Each qualifying year you add increases your state pension by 1/35th of the full new state pension rate. In 2026/27, the full rate is £241.30 per week, so each year adds approximately £6.89 per week, or £358.37 per year. This amount will also increase each April in line with the triple lock.
For most people, yes. At 2026/27 rates, one year costs £956.80 and adds £358.37 per year to your state pension. The cost pays for itself in approximately 2.7 years of claiming. Given that the average retirement lasts 20 or more years, the return is typically very strong. However, if you already have 35 or more qualifying years, or if you are unlikely to reach state pension age, paying may not be worthwhile.

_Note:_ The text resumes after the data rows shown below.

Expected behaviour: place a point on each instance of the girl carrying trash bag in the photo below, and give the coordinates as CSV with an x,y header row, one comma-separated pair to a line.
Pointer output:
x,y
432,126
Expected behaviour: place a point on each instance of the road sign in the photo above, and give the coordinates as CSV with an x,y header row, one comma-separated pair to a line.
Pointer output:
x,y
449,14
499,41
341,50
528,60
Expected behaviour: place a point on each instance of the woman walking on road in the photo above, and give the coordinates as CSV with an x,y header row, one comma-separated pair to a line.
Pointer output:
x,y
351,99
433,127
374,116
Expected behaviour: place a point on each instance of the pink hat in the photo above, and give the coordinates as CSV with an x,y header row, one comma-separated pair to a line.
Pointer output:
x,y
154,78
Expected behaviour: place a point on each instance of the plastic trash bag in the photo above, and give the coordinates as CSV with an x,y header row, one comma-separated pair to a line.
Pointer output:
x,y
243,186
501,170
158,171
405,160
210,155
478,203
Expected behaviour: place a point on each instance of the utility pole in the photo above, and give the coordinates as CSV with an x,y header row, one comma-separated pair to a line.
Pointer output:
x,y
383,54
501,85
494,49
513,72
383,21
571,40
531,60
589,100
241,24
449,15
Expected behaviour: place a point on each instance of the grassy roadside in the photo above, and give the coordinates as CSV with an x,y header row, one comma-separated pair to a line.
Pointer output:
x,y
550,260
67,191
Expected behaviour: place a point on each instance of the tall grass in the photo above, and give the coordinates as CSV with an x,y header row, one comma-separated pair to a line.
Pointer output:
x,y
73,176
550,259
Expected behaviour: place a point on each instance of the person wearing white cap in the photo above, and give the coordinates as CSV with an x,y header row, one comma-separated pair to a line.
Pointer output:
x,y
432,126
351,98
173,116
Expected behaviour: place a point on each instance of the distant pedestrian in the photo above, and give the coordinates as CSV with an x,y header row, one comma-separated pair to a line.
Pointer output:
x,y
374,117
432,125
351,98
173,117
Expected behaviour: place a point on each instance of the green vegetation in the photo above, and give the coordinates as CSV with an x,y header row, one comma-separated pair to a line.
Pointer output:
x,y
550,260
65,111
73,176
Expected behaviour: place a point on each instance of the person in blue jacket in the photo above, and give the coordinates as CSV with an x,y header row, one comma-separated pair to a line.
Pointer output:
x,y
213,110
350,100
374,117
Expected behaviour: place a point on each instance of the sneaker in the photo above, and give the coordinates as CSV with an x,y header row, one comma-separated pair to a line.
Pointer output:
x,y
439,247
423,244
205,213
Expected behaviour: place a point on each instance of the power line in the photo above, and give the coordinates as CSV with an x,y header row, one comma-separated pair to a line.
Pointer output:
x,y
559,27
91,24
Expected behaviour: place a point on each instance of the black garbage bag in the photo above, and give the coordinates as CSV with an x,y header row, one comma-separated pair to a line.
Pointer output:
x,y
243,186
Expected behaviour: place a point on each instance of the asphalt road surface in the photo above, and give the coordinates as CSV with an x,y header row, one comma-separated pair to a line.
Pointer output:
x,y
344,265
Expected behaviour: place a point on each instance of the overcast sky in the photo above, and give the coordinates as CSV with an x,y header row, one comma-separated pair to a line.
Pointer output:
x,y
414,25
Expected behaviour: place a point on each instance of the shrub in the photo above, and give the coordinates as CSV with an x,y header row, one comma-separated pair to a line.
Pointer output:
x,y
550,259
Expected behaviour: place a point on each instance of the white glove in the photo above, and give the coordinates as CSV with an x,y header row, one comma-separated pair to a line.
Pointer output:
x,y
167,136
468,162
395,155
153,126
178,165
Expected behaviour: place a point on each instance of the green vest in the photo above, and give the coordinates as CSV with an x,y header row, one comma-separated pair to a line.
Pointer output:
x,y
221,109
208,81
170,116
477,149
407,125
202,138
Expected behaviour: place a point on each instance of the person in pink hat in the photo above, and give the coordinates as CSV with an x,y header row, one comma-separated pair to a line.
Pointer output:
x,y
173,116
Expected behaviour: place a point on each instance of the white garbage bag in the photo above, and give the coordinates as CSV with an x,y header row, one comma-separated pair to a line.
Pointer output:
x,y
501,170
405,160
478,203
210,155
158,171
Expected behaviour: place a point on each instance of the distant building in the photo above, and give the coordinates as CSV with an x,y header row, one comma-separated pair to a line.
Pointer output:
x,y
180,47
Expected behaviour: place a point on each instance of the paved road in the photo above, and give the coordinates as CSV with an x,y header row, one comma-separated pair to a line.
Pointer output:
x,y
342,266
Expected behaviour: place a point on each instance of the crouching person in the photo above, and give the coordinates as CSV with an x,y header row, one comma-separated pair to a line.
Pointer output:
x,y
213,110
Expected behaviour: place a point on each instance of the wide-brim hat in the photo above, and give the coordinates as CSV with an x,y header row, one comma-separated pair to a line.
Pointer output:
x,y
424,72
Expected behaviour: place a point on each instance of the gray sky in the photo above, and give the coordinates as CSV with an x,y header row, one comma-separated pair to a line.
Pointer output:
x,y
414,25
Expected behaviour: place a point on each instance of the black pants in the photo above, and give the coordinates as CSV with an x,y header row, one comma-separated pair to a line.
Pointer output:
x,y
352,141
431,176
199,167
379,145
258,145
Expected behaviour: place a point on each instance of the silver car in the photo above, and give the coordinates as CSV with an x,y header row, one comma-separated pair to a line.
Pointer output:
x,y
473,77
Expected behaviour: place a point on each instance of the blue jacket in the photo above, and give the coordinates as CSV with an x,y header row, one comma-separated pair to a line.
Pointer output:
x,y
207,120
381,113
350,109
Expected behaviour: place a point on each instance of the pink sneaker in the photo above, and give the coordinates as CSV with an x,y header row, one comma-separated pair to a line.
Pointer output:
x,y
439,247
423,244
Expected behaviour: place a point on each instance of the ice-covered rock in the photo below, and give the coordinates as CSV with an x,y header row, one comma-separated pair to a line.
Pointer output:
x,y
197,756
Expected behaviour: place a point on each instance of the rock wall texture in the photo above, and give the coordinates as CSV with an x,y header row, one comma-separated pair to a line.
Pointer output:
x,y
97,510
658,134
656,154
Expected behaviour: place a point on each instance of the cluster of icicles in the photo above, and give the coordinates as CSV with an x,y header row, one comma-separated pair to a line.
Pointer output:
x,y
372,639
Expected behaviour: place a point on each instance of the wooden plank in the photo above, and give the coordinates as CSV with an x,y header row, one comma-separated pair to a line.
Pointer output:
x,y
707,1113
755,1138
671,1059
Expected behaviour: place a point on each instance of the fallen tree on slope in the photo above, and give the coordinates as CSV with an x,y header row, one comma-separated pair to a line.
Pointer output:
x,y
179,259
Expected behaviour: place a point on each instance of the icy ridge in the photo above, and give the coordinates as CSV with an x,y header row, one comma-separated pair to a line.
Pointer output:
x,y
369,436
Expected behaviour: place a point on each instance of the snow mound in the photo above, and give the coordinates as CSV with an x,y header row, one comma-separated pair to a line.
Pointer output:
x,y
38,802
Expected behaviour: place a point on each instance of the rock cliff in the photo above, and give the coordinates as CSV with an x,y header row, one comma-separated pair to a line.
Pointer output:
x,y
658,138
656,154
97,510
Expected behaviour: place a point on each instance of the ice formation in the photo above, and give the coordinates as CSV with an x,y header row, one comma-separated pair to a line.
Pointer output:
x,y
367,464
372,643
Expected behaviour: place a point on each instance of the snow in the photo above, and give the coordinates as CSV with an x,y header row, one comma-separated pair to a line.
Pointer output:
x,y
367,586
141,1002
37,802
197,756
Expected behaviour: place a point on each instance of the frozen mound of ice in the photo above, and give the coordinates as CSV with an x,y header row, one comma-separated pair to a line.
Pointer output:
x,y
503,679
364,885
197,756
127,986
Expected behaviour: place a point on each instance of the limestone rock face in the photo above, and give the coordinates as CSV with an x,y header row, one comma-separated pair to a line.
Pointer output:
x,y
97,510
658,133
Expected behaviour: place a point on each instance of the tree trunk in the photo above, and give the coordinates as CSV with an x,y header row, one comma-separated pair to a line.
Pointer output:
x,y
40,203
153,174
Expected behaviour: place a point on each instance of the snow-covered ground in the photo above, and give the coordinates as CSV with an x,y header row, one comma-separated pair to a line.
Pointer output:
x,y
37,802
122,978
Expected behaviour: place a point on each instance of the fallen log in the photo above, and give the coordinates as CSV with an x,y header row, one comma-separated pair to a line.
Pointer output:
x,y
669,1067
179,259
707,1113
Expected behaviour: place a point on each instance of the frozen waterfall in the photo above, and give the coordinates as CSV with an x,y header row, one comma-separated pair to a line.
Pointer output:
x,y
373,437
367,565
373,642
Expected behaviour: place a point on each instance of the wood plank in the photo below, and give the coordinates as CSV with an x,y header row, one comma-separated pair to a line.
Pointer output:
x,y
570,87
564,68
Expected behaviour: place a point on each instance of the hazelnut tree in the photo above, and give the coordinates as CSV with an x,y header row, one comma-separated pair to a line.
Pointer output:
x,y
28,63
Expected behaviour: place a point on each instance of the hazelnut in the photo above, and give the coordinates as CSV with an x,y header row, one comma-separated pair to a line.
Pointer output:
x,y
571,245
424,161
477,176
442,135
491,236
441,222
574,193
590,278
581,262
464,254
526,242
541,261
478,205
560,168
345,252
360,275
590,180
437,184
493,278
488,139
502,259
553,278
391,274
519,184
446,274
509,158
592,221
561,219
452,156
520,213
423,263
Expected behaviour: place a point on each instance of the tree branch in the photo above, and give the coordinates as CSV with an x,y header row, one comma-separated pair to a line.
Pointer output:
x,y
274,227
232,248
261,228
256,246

You can normally fill gaps for the previous six tax years only. So in the 2026/27 tax year, you can fill gaps back to 2020/21. A temporary window that allowed people to fill gaps back to 2006/07 closed on 5 April 2025, so that extended opportunity has now passed. Check your NI record on the gov.uk personal tax account to see exactly which years you can fill.
Yes. Your National Insurance record is available free of charge on the gov.uk website through your personal tax account. Log in with a Government Gateway user ID and select Check your National Insurance record. This shows each tax year, whether it is a full qualifying year, any gaps, and the cost to fill each gap. You can also request a state pension forecast which shows how much you are on track to receive.
Disclaimer: This calculator provides estimates for guidance purposes only. It does not constitute financial advice. Always consult a regulated financial adviser for personal pension planning.